# Hobbies?



## livelaughlovenow (Apr 23, 2012)

What is your hobby? What about your spouse?
_Posted via Mobile Device_


----------



## thegatewalker (Apr 29, 2012)

I program and also games 
spouse reading and writing collecting buttons and arts and crafts.


----------



## onehotmama (Apr 13, 2012)

Reading, cooking, scrapbooking.. My spouse mostly just sits in front of the computer, unfortunately.
_Posted via Mobile Device_


----------



## 827Aug (Apr 27, 2008)

I really have a lot. Horses, gardening, flowers (specifically irises, Christmas cacti, gladioluses, & day lilies), artwork, and many craft type things. My estranged husband always had a lot of hobbies too.
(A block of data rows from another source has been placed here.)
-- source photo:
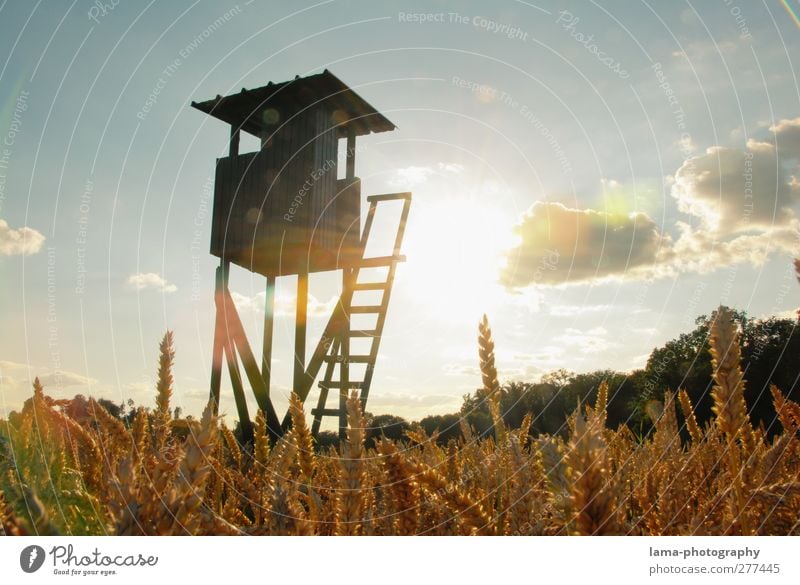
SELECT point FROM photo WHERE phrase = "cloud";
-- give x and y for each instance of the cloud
(787, 138)
(732, 190)
(151, 280)
(284, 305)
(741, 203)
(559, 244)
(63, 379)
(593, 340)
(22, 241)
(461, 369)
(415, 175)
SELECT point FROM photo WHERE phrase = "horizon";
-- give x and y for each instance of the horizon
(591, 207)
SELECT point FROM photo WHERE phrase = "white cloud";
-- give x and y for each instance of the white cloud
(742, 203)
(64, 379)
(151, 280)
(787, 138)
(284, 305)
(732, 190)
(559, 244)
(22, 241)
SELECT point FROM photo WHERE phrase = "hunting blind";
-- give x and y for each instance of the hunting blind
(285, 210)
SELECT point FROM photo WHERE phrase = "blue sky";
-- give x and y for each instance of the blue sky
(598, 149)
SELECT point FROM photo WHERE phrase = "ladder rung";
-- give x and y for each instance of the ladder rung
(389, 197)
(325, 412)
(364, 333)
(380, 261)
(354, 359)
(367, 309)
(370, 286)
(337, 384)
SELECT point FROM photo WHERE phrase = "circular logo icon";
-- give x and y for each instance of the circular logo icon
(31, 558)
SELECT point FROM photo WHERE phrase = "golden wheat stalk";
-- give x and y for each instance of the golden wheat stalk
(303, 439)
(688, 414)
(593, 495)
(404, 488)
(730, 408)
(350, 502)
(491, 385)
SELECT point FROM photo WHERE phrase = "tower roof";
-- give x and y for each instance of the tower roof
(246, 109)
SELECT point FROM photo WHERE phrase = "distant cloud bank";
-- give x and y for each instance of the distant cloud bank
(22, 241)
(152, 281)
(741, 208)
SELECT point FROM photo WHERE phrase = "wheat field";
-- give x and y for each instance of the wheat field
(68, 474)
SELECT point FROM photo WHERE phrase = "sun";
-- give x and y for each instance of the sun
(456, 249)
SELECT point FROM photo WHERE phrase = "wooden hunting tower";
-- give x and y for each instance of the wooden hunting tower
(284, 210)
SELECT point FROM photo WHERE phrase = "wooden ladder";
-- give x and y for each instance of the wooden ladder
(334, 347)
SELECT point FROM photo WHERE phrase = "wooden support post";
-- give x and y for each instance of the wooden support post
(344, 366)
(269, 317)
(224, 334)
(233, 147)
(301, 315)
(238, 393)
(351, 153)
(216, 353)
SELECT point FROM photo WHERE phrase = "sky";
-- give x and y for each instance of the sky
(591, 175)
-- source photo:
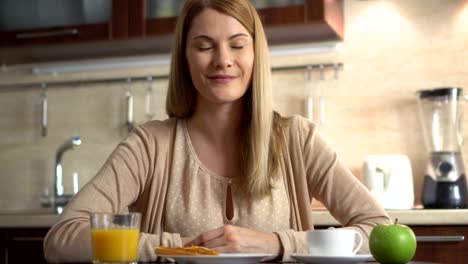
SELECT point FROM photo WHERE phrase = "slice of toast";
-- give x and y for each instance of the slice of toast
(192, 250)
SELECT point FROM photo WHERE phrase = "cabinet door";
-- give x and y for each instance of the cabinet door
(453, 252)
(61, 21)
(285, 21)
(3, 246)
(25, 245)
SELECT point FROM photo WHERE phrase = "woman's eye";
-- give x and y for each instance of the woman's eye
(203, 48)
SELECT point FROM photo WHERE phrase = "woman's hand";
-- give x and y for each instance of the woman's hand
(233, 239)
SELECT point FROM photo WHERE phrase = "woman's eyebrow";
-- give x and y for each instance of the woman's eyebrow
(211, 39)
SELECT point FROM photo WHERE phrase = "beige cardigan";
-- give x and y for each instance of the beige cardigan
(137, 174)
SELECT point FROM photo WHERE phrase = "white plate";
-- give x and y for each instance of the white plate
(306, 258)
(221, 258)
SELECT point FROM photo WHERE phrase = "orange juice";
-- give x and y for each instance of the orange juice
(115, 245)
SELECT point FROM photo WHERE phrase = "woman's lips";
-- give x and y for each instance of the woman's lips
(221, 79)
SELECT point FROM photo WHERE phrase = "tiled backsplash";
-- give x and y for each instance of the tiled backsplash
(391, 50)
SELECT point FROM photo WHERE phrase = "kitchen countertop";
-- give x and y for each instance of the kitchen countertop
(321, 218)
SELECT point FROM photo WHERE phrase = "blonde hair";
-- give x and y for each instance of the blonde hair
(261, 150)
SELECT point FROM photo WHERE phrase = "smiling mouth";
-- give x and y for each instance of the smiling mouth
(221, 78)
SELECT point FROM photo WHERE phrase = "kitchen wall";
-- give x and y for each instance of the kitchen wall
(391, 50)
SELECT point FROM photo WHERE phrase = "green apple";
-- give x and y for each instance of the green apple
(392, 244)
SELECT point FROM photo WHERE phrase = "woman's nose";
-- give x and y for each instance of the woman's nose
(223, 58)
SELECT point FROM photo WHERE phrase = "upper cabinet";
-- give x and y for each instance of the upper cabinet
(285, 21)
(32, 22)
(50, 30)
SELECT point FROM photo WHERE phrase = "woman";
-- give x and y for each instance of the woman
(225, 171)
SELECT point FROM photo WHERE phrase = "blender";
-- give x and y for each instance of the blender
(441, 112)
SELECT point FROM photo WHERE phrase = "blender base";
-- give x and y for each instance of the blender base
(444, 195)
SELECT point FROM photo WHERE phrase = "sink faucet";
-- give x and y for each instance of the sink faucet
(60, 198)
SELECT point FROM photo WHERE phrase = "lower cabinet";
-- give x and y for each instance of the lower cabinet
(3, 246)
(442, 244)
(22, 245)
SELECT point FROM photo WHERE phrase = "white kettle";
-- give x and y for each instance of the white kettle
(390, 180)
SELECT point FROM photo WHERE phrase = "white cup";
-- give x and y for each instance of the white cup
(333, 242)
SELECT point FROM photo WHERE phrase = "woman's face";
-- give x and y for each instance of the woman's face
(220, 55)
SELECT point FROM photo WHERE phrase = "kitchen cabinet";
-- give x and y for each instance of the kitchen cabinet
(22, 245)
(141, 27)
(26, 22)
(285, 21)
(452, 252)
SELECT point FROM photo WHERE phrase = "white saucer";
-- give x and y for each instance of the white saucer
(306, 258)
(219, 259)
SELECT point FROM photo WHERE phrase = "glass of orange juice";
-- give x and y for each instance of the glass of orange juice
(115, 237)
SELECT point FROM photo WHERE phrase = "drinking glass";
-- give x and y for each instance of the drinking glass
(115, 237)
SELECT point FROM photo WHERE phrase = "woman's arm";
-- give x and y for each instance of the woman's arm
(120, 184)
(332, 183)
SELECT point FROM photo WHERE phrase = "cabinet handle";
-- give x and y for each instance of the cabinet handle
(440, 238)
(27, 238)
(54, 33)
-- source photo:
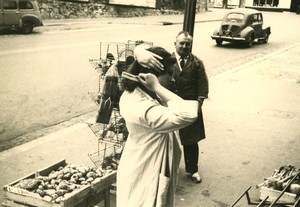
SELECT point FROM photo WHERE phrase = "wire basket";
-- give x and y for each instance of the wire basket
(108, 156)
(113, 132)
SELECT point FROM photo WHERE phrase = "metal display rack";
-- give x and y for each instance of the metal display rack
(111, 137)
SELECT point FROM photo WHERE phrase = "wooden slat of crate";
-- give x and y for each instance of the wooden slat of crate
(288, 198)
(29, 198)
(102, 187)
(87, 196)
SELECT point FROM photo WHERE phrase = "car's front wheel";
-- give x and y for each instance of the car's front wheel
(266, 39)
(250, 40)
(219, 42)
(27, 27)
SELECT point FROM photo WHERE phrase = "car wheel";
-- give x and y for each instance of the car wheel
(27, 27)
(219, 42)
(250, 41)
(266, 39)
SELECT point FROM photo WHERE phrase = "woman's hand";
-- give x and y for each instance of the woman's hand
(148, 59)
(149, 80)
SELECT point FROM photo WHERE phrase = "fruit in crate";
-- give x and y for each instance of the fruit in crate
(281, 178)
(54, 186)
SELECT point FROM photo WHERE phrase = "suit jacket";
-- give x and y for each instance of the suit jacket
(191, 82)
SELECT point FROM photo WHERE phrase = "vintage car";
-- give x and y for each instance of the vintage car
(20, 14)
(242, 25)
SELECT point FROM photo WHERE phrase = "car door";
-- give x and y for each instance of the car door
(11, 13)
(257, 24)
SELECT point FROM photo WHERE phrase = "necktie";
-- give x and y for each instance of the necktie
(182, 62)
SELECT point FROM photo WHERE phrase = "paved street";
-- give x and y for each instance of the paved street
(252, 123)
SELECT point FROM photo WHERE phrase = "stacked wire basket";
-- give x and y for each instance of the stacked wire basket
(111, 137)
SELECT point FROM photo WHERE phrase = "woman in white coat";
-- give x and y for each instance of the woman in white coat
(149, 165)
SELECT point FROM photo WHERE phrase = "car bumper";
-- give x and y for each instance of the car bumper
(228, 38)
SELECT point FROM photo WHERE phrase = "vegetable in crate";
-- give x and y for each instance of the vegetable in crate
(281, 177)
(54, 186)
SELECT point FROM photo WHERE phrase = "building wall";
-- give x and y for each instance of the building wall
(54, 9)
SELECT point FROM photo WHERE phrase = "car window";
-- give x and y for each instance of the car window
(235, 17)
(257, 18)
(9, 5)
(25, 5)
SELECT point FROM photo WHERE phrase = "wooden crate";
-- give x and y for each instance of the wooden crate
(273, 194)
(87, 196)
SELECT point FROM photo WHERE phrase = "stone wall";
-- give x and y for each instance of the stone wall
(54, 9)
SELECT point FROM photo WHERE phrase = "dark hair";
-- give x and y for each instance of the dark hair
(135, 68)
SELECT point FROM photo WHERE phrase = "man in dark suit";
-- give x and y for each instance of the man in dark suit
(191, 84)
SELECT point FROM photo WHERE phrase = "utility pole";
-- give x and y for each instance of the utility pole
(189, 16)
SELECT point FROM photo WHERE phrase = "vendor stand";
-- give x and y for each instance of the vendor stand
(65, 184)
(282, 188)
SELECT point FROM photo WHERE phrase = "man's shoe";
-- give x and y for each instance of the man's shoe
(196, 178)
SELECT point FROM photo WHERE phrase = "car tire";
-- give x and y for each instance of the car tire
(250, 40)
(219, 42)
(27, 27)
(266, 39)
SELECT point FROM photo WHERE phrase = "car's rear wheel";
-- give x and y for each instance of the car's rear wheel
(219, 42)
(27, 27)
(250, 41)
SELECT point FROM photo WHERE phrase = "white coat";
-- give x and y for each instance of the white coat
(149, 164)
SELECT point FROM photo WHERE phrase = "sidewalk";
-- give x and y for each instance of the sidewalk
(212, 15)
(252, 124)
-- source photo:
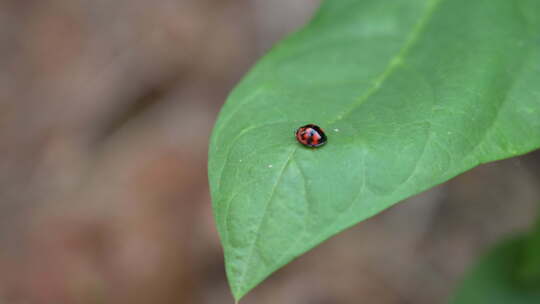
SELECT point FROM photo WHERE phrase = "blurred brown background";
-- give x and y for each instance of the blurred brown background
(106, 110)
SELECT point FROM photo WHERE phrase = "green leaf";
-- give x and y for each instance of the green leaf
(494, 280)
(410, 93)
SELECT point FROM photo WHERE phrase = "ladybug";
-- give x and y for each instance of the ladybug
(310, 136)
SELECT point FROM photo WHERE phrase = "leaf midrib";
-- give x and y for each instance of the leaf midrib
(393, 64)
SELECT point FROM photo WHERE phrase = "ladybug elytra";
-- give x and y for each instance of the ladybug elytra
(311, 136)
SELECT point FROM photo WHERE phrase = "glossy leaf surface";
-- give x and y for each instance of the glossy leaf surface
(410, 94)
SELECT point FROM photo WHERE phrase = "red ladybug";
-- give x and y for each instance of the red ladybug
(311, 136)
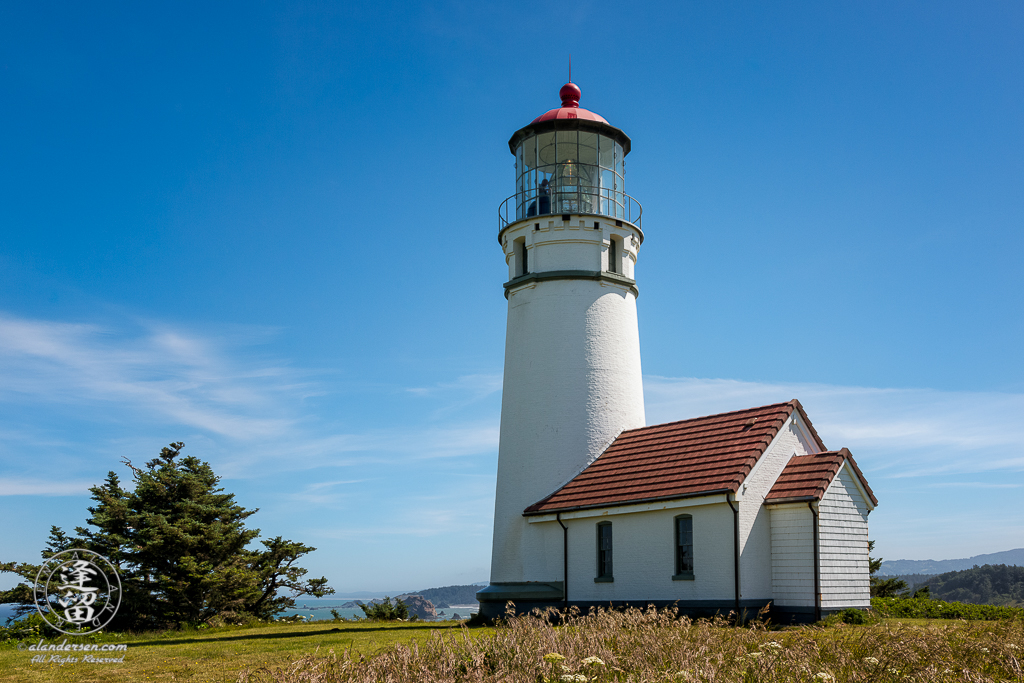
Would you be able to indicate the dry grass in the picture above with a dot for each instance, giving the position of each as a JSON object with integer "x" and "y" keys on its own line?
{"x": 211, "y": 655}
{"x": 653, "y": 645}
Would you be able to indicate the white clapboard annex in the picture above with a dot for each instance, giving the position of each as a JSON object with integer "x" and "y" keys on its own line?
{"x": 730, "y": 512}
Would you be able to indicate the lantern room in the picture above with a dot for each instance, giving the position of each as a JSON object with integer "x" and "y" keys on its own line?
{"x": 569, "y": 161}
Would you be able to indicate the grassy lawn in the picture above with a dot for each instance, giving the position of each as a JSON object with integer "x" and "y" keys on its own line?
{"x": 215, "y": 654}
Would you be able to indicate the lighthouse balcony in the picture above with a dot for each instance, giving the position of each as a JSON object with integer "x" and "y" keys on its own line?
{"x": 579, "y": 200}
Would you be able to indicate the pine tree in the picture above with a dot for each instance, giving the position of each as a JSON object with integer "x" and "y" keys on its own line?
{"x": 180, "y": 546}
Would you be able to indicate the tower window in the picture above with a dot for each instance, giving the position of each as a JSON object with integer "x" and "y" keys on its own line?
{"x": 521, "y": 257}
{"x": 613, "y": 265}
{"x": 603, "y": 552}
{"x": 684, "y": 548}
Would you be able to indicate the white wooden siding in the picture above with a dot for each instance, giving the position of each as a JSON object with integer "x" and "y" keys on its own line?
{"x": 792, "y": 555}
{"x": 843, "y": 544}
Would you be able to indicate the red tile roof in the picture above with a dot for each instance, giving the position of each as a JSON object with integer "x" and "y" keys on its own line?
{"x": 675, "y": 460}
{"x": 807, "y": 477}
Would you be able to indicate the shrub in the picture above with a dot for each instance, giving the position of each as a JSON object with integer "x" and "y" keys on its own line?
{"x": 850, "y": 615}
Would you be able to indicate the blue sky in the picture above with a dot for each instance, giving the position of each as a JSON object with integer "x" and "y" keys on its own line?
{"x": 268, "y": 230}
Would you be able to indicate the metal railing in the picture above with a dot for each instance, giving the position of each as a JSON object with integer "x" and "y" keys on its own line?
{"x": 579, "y": 200}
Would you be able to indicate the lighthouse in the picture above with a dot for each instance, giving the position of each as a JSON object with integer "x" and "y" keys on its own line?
{"x": 570, "y": 237}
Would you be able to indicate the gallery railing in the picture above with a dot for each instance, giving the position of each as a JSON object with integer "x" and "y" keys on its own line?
{"x": 579, "y": 200}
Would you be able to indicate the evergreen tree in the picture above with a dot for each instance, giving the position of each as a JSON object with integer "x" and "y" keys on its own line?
{"x": 180, "y": 546}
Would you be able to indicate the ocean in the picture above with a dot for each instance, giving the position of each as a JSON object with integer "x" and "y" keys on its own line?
{"x": 318, "y": 610}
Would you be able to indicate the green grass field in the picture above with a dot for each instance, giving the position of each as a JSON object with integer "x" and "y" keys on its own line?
{"x": 215, "y": 654}
{"x": 602, "y": 647}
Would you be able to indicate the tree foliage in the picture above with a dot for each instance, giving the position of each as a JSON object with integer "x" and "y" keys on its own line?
{"x": 181, "y": 548}
{"x": 990, "y": 584}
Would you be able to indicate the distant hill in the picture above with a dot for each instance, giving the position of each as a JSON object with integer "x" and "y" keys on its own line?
{"x": 988, "y": 585}
{"x": 900, "y": 567}
{"x": 451, "y": 595}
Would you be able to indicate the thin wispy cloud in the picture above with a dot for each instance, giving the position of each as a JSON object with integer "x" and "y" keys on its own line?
{"x": 155, "y": 373}
{"x": 22, "y": 486}
{"x": 250, "y": 415}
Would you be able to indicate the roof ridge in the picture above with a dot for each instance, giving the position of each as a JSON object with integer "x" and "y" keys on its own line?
{"x": 788, "y": 403}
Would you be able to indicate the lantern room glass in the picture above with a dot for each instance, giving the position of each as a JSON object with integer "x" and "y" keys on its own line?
{"x": 569, "y": 172}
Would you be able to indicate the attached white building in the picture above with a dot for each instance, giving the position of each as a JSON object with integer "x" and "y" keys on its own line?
{"x": 728, "y": 512}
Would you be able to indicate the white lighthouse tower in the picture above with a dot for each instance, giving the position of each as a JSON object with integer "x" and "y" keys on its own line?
{"x": 572, "y": 381}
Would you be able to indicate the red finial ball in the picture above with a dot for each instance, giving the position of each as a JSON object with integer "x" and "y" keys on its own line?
{"x": 569, "y": 94}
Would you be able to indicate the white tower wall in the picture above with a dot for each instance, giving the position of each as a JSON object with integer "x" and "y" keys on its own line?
{"x": 572, "y": 379}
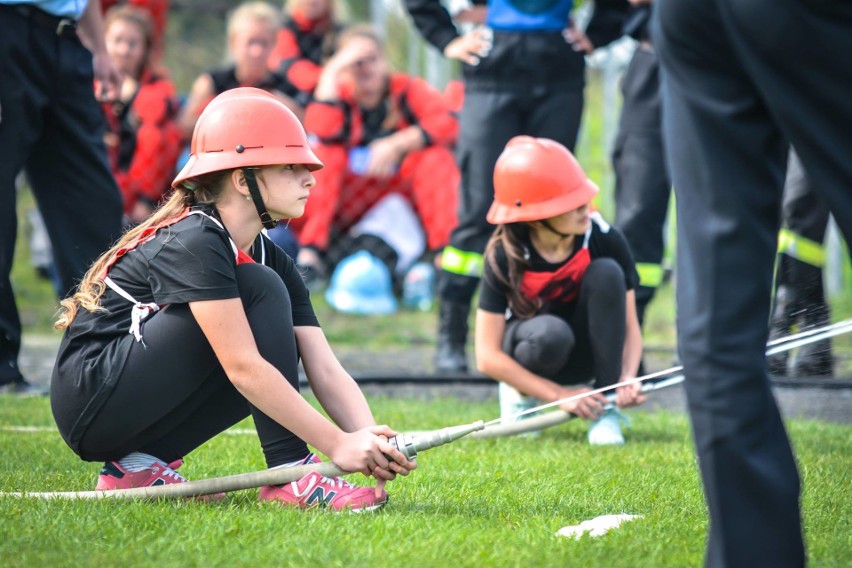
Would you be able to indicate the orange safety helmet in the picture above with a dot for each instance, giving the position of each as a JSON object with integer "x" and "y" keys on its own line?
{"x": 245, "y": 127}
{"x": 536, "y": 179}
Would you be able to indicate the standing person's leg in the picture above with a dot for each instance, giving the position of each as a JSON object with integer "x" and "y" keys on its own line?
{"x": 799, "y": 292}
{"x": 488, "y": 121}
{"x": 173, "y": 395}
{"x": 642, "y": 187}
{"x": 727, "y": 163}
{"x": 27, "y": 54}
{"x": 313, "y": 229}
{"x": 809, "y": 101}
{"x": 68, "y": 169}
{"x": 555, "y": 113}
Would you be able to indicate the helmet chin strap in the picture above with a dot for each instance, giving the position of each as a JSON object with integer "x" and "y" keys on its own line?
{"x": 546, "y": 224}
{"x": 254, "y": 191}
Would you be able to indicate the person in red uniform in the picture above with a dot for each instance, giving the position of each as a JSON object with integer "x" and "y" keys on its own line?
{"x": 305, "y": 42}
{"x": 159, "y": 12}
{"x": 252, "y": 29}
{"x": 378, "y": 132}
{"x": 143, "y": 139}
{"x": 567, "y": 281}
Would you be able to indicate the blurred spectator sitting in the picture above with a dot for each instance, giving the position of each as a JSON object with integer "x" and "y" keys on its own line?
{"x": 159, "y": 12}
{"x": 378, "y": 133}
{"x": 143, "y": 140}
{"x": 305, "y": 41}
{"x": 252, "y": 29}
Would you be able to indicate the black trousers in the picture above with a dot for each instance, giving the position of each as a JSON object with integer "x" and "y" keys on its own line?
{"x": 52, "y": 128}
{"x": 642, "y": 187}
{"x": 590, "y": 345}
{"x": 741, "y": 80}
{"x": 173, "y": 396}
{"x": 489, "y": 119}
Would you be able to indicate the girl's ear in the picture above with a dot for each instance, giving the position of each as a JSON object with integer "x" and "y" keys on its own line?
{"x": 238, "y": 178}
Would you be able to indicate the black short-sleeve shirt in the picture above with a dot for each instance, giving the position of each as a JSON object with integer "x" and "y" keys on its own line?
{"x": 604, "y": 242}
{"x": 192, "y": 260}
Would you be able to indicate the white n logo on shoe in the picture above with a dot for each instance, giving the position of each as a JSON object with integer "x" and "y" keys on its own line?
{"x": 316, "y": 495}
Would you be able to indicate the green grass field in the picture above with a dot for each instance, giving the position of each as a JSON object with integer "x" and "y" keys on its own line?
{"x": 471, "y": 503}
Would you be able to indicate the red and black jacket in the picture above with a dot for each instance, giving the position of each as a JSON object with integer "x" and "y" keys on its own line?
{"x": 302, "y": 47}
{"x": 143, "y": 140}
{"x": 410, "y": 101}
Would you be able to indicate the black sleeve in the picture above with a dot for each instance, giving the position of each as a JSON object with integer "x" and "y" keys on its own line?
{"x": 614, "y": 245}
{"x": 433, "y": 21}
{"x": 607, "y": 21}
{"x": 193, "y": 265}
{"x": 300, "y": 298}
{"x": 493, "y": 294}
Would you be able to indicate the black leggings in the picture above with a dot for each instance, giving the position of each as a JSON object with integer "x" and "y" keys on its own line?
{"x": 173, "y": 396}
{"x": 590, "y": 345}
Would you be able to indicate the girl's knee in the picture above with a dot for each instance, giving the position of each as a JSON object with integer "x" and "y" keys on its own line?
{"x": 604, "y": 274}
{"x": 543, "y": 344}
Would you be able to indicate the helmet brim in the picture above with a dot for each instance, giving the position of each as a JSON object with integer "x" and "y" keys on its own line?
{"x": 500, "y": 214}
{"x": 209, "y": 162}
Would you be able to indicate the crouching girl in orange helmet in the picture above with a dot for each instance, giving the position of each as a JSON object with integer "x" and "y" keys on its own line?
{"x": 218, "y": 319}
{"x": 557, "y": 306}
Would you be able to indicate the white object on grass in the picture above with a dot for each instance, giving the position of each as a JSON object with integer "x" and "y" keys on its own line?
{"x": 598, "y": 526}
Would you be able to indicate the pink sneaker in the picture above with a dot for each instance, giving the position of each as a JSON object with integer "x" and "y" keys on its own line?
{"x": 113, "y": 476}
{"x": 315, "y": 490}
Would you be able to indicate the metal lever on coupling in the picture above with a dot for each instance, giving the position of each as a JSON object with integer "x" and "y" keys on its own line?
{"x": 410, "y": 445}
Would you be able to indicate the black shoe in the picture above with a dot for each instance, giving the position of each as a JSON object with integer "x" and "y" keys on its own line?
{"x": 813, "y": 360}
{"x": 314, "y": 277}
{"x": 22, "y": 388}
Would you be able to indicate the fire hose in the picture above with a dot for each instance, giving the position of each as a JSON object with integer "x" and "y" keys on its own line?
{"x": 411, "y": 444}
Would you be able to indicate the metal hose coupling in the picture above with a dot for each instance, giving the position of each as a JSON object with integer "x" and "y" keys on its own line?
{"x": 411, "y": 444}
The problem was that we never really shared any common hobbies.


----------



## In_The_Wind (Feb 17, 2012)

Mine is exercising and working on my motorcycle my spouse is going to school lol.she is finishing up her nurse practioner license she does like to go to the movies when she can and she loves to decorate
When she has time
_Posted via Mobile Device_


----------



## waiwera (Sep 8, 2009)

Mine - Dancing...middle eastern mainly but also fire poi and a bit of burlesque (sp?).

With hubby - earth building, bee keeping, kayaking and fishing.

We live on a small farm where we grow lots of food (veges, herbs, fruit) and rear small animals which we both enjoy and learn about together.. so it's a hobby/lifestyle.


----------



## Gaia (Apr 27, 2012)

thegatewalker said:


> I program and also games
> spouse reading and writing collecting buttons and arts and crafts.



Add in hiking, gardening, (loves horses to but currently don't have any)horseback riding, camping, collecting beads, ect to the spouse part mr gate...


----------